Track: Engineering Management
Abstract
The authors propose "the domain transition probability model for resource circulation" that is developed from "the conceptual model for resource circulation". The former model (conceptual model) is a qualitative model that describes resource circulation between the natural space and social space on Earth by domain transition of four areas, namely the resource domain → production domain → consumption domain → waste domain → resource domain → ..., macroscopically. The latter model (domain transition probability model) is a scheme that enables the quantitative analysis of the Earth’s environment in the future by introducing the domain transition probability matrix and state vector in the conceptual model. Given the current (t = 0) state vector and domain transition probability matrix, we can predict the state vectors at time t and t → ∞.
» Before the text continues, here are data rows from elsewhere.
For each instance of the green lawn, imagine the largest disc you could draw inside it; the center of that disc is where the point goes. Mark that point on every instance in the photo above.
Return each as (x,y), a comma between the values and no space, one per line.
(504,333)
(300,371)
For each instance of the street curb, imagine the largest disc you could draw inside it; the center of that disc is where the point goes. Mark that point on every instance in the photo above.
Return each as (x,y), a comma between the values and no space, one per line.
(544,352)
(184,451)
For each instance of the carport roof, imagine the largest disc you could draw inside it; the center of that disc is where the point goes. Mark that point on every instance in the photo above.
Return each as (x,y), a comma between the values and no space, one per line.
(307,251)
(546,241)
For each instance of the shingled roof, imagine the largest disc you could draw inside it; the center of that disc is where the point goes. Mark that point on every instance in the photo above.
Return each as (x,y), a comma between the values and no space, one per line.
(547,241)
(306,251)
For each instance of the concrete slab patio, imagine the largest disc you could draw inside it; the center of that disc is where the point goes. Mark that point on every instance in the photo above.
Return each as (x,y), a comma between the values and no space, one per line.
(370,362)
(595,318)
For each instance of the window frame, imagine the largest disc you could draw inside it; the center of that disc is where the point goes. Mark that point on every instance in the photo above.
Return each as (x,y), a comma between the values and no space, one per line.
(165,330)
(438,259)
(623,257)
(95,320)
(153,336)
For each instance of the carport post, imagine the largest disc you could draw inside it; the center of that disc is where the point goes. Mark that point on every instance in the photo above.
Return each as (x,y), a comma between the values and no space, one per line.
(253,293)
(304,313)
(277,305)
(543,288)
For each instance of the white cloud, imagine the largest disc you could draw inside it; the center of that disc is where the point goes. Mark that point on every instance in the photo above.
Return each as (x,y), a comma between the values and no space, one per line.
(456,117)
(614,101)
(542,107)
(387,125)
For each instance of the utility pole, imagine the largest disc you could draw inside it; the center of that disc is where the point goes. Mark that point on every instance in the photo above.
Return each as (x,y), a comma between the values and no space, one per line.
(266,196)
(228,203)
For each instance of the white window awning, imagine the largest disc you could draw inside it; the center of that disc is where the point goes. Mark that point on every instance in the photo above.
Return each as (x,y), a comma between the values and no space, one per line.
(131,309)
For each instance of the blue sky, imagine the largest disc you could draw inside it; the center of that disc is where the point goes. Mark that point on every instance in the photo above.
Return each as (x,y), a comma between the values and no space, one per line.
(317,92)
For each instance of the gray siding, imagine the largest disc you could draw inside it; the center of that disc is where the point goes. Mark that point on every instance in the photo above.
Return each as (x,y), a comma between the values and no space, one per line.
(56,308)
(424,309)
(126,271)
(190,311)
However, when considering resource circulation on Earth, the authors designate the state wherein the intake, expulsion, and natural purification rates are equal as an ideal state for achieving smooth resource circulation. Further, the authors have conducted research on the "three element deviation degree" for quantitatively describing the deviation degrees of these three ideal and real elements. In this research, in consideration of the deviation degree of synchronization between production and sales in corporate activities, the authors propose the "four element deviation degree," which synthesizes the "three element deviation degree" and "synchronization deviation degree". By doing this, a quantitative discussion of the gap between the ideal and the real in the four domain transitions, including corporate activities, can be conducted. In this research, simple numerical examples on the current (t = 0) state vector (initial state vector) and domain transition probability matrix are established. Further, the crisis situation of Earth’s environment in the future is implicated by analyzing the relation between these deviation degrees and the resource, inventory, in-use, and waste proportions.